Meghan: It gets really jargony, too. It's like, "Oh, we're going to make a new category, and it's called experience marketing," or, "We're going to..." It gets just very, very vague. Again, back to your earlier point, it is easier to get someone to relate to you over what they hate than over some aspirational vision. I kind of hate that about society. There's a lot of bad to that, but when you're talking about finding that common enemy, that's the more powerful thing.

Louis: But that's how we are wired as humans, you know.

Meghan: Yeah, a little bit.

Louis: ... I think it's [inaudible 00:33:52], you can't fight biology, and that's the way it is. So, we do connect on common point of hate, and hate may be a strong word, but it is stuff we disagree with, right? Which is very powerful. But yeah, I'm glad you did simplify it this way, and we are in agreement there.

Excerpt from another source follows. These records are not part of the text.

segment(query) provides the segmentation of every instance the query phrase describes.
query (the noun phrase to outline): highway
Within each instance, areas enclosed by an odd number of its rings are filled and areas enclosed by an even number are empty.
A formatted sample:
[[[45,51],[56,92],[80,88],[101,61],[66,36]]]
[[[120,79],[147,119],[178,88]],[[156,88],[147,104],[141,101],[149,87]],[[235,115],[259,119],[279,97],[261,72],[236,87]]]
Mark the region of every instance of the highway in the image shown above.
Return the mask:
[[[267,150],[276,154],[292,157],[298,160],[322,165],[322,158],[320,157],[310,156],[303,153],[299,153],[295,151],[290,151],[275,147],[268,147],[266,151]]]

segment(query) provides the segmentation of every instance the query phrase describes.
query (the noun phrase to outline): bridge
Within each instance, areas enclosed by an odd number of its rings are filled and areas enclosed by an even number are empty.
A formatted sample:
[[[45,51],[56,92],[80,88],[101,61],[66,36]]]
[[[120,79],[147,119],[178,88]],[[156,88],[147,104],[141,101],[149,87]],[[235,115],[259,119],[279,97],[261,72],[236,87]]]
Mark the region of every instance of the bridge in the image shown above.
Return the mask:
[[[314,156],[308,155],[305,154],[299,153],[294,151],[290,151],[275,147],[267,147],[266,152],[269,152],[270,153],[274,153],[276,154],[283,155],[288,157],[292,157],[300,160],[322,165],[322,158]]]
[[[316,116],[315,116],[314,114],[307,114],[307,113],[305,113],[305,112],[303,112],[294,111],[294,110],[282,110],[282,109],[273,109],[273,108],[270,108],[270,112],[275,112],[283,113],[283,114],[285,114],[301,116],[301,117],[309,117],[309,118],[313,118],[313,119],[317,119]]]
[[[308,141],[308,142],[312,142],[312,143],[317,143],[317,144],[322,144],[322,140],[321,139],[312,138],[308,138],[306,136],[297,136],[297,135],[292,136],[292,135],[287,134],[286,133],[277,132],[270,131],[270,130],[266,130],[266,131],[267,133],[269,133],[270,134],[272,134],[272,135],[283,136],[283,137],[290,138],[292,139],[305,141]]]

Louis: I believe that category creation, if taken too far, really doesn't benefit anyone and makes marketing, give marketers a bad name, because inventing new terms of stuff that already exists creates confusion for the audience, create confusion for people, make them wonder if they are missing something else, and have this vicious circle of... This massive FOMO happening from marketers, "Oh, this new account based marketing [inaudible 00:34:36]."

Meghan: Yeah, yeah.

Louis: Ugh.

Meghan: I know.

Louis: Yeah, that drives me nuts.

Meghan: They end up being really short-term... I'm not, this is not about ABM, but sometimes these things can end up being very flash in the pan, short-term hype cycles, because you care more about the name of the thing and whether or not you can check that off, than what the actual strategy is behind it.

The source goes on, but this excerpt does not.